Antoine, le doyen du village, résume l’impasse : il n’y a « que les vieux » qui acceptent encore ce dur labeur. Les jeunes ne les écoutent plus. Batangouna dit être régulièrement insulté dans son dos, traité de « faux chef ». Antoine, lui, rapporte avoir été frappé et accusé de sorcellerie par des jeunes des environs qui voulaient couper ses arbres.
Pour Benie Mbakani et Guelord Miénagata, le chef de village a « profité » de sa carrière militaire pour bénéficier des faveurs du régime. Pendant ce temps, la jeunesse se débattait dans « la galère ». Ce sentiment d’injustice nourrit leur refus de voter bien au-delà d’une simple opposition politique.
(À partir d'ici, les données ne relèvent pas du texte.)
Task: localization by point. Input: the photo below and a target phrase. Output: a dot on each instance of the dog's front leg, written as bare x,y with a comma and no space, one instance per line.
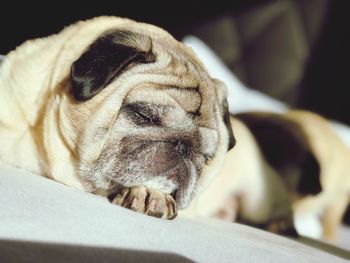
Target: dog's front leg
147,201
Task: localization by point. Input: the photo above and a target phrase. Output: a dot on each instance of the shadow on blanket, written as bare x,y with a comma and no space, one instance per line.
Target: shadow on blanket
24,251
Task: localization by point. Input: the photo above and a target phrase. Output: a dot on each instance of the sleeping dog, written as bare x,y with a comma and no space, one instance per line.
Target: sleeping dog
122,109
286,170
118,108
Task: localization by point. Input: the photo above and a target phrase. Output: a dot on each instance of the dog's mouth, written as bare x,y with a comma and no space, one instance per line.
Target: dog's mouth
164,166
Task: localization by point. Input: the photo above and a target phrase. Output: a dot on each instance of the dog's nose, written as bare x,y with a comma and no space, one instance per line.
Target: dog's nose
182,148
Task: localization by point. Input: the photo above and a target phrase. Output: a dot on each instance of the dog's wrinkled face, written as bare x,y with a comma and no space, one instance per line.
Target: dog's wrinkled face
155,117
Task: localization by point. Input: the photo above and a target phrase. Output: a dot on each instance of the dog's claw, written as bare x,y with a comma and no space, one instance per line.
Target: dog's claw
147,201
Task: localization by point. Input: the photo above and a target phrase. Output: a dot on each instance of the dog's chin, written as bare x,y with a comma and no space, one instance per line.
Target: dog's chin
187,178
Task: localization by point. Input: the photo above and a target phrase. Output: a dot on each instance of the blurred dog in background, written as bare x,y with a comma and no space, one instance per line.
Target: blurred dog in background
287,172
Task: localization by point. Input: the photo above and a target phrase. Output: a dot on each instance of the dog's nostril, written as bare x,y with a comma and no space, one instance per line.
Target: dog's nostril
182,148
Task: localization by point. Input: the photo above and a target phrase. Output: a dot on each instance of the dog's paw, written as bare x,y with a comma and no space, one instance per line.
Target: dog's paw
147,201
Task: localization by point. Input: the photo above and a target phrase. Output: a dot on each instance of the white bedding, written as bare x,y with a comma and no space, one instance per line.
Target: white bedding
37,209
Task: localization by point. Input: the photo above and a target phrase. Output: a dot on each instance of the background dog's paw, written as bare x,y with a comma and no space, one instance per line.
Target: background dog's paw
147,201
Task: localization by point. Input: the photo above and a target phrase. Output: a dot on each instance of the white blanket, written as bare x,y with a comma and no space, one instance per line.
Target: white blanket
37,209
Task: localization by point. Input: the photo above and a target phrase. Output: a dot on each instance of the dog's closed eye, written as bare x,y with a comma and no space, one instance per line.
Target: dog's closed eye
143,114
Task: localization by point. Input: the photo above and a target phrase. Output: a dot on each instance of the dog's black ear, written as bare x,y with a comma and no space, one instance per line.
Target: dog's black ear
232,139
107,58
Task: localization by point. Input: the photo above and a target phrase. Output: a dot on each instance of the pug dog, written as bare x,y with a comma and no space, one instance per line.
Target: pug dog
289,174
117,108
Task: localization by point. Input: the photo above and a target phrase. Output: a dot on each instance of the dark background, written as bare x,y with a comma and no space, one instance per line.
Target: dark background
325,84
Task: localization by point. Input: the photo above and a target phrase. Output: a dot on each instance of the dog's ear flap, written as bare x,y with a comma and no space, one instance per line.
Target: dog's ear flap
107,58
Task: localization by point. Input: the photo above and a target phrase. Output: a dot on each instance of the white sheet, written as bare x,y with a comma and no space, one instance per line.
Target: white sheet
34,208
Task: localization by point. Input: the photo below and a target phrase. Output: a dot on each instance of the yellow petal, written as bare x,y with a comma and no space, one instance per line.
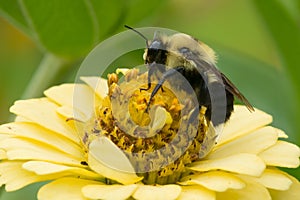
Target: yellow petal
43,112
292,193
215,180
108,160
98,84
240,163
196,192
22,149
80,97
15,177
273,179
113,192
252,191
46,168
282,154
69,112
243,121
122,70
254,143
64,188
158,192
2,154
38,133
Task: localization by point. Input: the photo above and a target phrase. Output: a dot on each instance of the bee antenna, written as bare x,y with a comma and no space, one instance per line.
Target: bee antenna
138,33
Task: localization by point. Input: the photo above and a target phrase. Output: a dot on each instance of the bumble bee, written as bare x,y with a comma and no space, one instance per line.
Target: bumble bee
197,63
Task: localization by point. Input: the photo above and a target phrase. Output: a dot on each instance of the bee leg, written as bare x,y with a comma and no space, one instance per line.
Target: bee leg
167,74
150,73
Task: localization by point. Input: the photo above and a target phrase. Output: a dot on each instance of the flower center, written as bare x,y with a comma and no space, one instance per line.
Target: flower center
160,141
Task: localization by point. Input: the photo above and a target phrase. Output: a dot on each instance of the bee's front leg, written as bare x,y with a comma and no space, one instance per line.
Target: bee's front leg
150,73
166,74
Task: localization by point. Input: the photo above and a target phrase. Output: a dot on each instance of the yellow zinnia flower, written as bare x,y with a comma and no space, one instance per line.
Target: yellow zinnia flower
95,141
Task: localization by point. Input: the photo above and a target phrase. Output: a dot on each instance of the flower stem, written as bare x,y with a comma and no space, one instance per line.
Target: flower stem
46,74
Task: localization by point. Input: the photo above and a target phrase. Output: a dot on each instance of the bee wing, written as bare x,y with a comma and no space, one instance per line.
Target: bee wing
231,88
203,66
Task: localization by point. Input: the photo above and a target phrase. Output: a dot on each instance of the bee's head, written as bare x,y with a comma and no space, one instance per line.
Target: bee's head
156,50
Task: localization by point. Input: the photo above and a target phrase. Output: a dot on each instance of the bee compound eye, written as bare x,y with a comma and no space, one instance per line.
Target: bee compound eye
184,50
155,45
Les suites d’un scrutin verrouillé
La réélection de Denis Sassou NGuesso est quasi certaine. Une abstention massive fragiliserait toutefois la légitimité symbolique du scrutin. C’est précisément le risque que le régime tente de limiter en s’appuyant sur des relais locaux comme les chefs de village.
À Mayitoukou, Batangouna maintient ses certitudes. « Il n’y aura pas de deuxième tour, nous allons voter massivement ! », promet-il. La détermination de cet homme de 80 ans ne suffit pas à effacer les fractures visibles dans son propre village.
La scène finale résume tout. Tandis que les deux anciens discutent de politique et de respect, un jeune les frôle, machette sur l’épaule, vêtu d’un t-shirt où « I hate you » s’affiche en grosses lettres pailletées. La présidentielle congolaise fracture générationnelle ne se limitera pas à ce dimanche. Elle touche à l’autorité, à la mémoire de la guerre, à la survie économique et à l’avenir d’une génération entière qui ne se reconnaît plus dans le monde de ses anciens.